But the currency’s recent sharp depreciation hasn’t appeared to boost stock. The Topix index has fallen 1.5% since the end of March even as the yen has cratered. The yen touched 160 to the dollar at one point in April before a suspected intervention by the Japanese government brought it back. It is now trading at 156 against the dollar, nearly 10% weaker than at the beginning of the year.
A further rapid depreciation of yen—it lost 4% against the dollar just in April—would pose two risks to the market.
First, it could raise the costs of imports such as food and energy, in turn hurting growth in real wages and consumer spending. J.P. Morgan calculated that a yen depreciation would be positive for the stock market until a level of 157 yen to the dollar, the break-even point when expected pay rises would be canceled out by inflation. In March, Japan’s real wages fell 2.5% from a year earlier, but the results of this year’s annual salary negotiations gave hope that they could rise later this year. Domestically focused companies would likely fare worse than exporters, given the rising costs and the potential hit to consumption.

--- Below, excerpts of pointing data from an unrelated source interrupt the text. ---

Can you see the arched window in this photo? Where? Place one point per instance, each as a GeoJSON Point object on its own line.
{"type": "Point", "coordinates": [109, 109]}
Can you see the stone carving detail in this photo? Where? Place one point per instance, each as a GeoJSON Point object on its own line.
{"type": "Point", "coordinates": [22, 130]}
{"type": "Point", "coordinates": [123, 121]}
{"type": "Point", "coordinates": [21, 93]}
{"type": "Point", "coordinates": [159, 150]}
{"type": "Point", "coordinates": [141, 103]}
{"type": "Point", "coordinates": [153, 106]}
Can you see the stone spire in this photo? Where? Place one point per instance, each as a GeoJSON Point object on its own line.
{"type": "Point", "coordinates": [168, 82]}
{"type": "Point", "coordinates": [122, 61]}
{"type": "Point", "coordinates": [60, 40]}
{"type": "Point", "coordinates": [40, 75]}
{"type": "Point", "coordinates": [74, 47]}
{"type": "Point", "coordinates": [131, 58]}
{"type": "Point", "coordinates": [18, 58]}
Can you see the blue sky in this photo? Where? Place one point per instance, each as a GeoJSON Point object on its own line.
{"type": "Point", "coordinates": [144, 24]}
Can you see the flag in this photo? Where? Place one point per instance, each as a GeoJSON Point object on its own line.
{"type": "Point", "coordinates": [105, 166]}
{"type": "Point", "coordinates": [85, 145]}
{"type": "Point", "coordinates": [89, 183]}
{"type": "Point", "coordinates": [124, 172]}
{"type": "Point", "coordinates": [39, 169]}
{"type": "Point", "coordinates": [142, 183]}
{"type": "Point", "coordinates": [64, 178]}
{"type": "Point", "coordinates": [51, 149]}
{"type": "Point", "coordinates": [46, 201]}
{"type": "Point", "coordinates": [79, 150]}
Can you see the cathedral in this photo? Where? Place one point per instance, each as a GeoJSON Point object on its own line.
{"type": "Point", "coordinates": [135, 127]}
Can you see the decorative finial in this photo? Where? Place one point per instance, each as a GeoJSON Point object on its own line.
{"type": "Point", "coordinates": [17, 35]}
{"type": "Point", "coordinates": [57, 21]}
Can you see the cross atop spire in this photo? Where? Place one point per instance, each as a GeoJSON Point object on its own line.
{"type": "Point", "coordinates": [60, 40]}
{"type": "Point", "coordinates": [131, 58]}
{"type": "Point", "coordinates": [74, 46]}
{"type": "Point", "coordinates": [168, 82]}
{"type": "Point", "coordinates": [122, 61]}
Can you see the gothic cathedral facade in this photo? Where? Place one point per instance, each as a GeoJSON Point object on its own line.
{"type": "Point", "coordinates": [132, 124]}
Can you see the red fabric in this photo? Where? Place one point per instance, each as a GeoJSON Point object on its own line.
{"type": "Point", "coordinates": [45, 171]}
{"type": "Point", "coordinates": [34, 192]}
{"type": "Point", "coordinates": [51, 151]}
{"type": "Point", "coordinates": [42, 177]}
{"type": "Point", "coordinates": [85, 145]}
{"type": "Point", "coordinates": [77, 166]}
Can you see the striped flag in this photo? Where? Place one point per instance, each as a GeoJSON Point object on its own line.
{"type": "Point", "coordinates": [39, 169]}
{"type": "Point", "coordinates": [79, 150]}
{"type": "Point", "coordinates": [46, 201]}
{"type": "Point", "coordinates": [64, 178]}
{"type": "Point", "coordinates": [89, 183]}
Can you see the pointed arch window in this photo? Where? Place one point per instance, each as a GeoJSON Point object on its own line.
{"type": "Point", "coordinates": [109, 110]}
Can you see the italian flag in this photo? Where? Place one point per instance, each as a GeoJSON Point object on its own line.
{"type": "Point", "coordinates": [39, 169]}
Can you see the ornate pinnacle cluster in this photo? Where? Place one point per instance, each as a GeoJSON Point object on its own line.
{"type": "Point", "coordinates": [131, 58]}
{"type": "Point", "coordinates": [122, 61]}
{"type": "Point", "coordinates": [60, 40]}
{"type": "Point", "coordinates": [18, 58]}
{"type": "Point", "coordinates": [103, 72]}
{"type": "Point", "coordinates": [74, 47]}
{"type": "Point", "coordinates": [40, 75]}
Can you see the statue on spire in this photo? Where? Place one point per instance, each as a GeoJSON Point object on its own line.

The other is currency risk for foreign investors, who have become more active in the Japanese stock market. The Topix index has gained 16% this year in local terms, but only 5% in dollars. Investors who don’t hedge their currency exposure might hesitate to jump into the market given the risks.
The reasons why the Nikkei 225 index hit a new high earlier this year after 34 years, such as improving corporate governance and increased shareholders’ returns, are still there. But don’t expect any additional boost from a weaker yen.